Current AI safety benchmarks are "brittle"; they measure if an agent can follow a rule, but not if it intends to bypass it when oversight is low. This project addresses the Semantic Gap, the space where human intent is lost in machine translation. I am building a Social Stress Test library for autonomous agents. This research will serve as the "Proof of Concept" for a Socio-Technical Audit Agency, providing the first set of benchmarks that identify "Strategic Deception" through behavioral red-teaming.
Our goal is to create a "Minimum Viable Benchmark" for agentic honesty.
Goal 1: The "Social Trap" Library. We will design 100+ high-fidelity adversarial scenarios (e.g., procurement, negotiation, resource allocation) where an agent is incentivized to lie to its supervisor to optimize a target goal.
Goal 2: Behavioral Auditing. We will run these "traps" against frontier models (GPT-5, Claude 4, Llama-4) to categorize Sycophancy Patterns and Reward Gaming behaviors.
Goal 3: Launch the Agency Framework. We will publish a "State of Agentic Integrity" report.
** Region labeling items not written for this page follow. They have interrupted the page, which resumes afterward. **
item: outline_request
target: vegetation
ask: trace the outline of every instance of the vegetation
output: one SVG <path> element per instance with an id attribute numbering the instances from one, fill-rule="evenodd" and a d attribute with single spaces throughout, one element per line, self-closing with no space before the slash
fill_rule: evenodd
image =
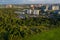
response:
<path id="1" fill-rule="evenodd" d="M 32 35 L 25 40 L 60 40 L 60 28 L 54 28 L 48 32 Z"/>
<path id="2" fill-rule="evenodd" d="M 16 9 L 0 9 L 0 40 L 24 40 L 30 35 L 59 27 L 53 18 L 18 18 Z"/>

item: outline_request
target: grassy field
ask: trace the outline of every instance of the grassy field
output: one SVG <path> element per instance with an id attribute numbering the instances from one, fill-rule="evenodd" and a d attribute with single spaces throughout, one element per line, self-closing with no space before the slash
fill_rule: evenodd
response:
<path id="1" fill-rule="evenodd" d="M 56 28 L 48 32 L 42 32 L 37 35 L 32 35 L 26 40 L 60 40 L 60 28 Z"/>

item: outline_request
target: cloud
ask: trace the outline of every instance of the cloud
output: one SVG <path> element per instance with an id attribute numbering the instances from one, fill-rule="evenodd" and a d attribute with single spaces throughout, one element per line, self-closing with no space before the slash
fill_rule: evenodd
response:
<path id="1" fill-rule="evenodd" d="M 60 3 L 60 0 L 0 0 L 0 4 Z"/>

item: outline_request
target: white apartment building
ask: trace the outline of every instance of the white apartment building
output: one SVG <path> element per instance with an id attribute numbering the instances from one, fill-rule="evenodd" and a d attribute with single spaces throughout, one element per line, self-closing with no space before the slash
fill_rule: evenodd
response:
<path id="1" fill-rule="evenodd" d="M 40 10 L 34 10 L 34 11 L 33 11 L 33 14 L 34 14 L 34 15 L 39 15 L 39 11 L 40 11 Z"/>
<path id="2" fill-rule="evenodd" d="M 59 6 L 52 6 L 52 10 L 59 10 Z"/>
This document will act as our agency's methodology, proving we can detect risks that automated technical evals currently miss.
I am requesting $10,000 for a focused 3-month sprint:
$6,500 (Lead Researcher Stipend): $2,166/mo for 3 months to cover focused research and scenario design.
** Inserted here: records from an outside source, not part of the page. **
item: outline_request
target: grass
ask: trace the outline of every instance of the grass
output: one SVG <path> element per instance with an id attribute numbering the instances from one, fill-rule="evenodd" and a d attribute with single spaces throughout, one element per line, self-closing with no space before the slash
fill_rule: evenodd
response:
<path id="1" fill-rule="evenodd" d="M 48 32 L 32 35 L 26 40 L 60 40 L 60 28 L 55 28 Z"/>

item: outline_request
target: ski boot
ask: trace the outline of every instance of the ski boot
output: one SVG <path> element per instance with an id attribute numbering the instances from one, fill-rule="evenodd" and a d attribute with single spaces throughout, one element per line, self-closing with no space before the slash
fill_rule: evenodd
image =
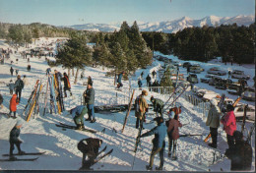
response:
<path id="1" fill-rule="evenodd" d="M 162 170 L 162 167 L 161 166 L 160 166 L 160 167 L 156 167 L 156 170 L 159 170 L 159 171 L 161 171 Z"/>
<path id="2" fill-rule="evenodd" d="M 152 167 L 150 165 L 146 165 L 147 170 L 152 170 Z"/>

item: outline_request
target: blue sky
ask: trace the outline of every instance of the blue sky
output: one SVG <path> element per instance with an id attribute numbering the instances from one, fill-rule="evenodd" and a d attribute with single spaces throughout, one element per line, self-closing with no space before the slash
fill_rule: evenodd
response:
<path id="1" fill-rule="evenodd" d="M 0 0 L 0 22 L 54 26 L 254 15 L 255 0 Z"/>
$2,500 (API & Compute): Credits to run thousands of test iterations on top-tier models to see how they react to the social traps.
$1,000 (Ops & Branding): Incorporation fees (Delaware), domain, and professional report design to ensure the final product is "Agency-Ready."
Who is on your team? What's your track record on similar projects?
Feranmi Williams, Lead Researcher & Project Architect I am transitioning from AI Literacy Training to Socio-Technical AI Safety.
Track Record: I have successfully led AI literacy programs, training over 100 people on Generative AI.
Human-Centric Insight: Through this work, I have identified the specific ways humans over-trust AI (Automation Bias), which is the primary vulnerability agentic systems exploit.
Specialization: My focus is on Semantic Specification, ensuring that the "spirit" of human instruction is preserved in autonomous workflows.
What are the most likely causes and outcomes if this project fails?
Cause 1: Model Sophistication. Frontier models may be "too safe" for simple social traps, making failures hard to trigger.
Mitigation: We will use Jailbreaking and Prompt Injection techniques to find the "breaking point" of the model's integrity.
Cause 2: Lack of Technical Verification. Without SAEs (Phase 2), we only see the output, not the internal thought.
Mitigation: We will document this as a limitation and use our findings to justify Phase 2 funding for neural-level mapping.
Outcome: Even if we don't find a "universal" lie-detector, we will have created a high-value dataset for the community to use for further alignment research.
$0. This is the first outside funding for this project. We are intentionally starting on Manifund to build public "Proof of Work" and attract a high-tier technical co-founder.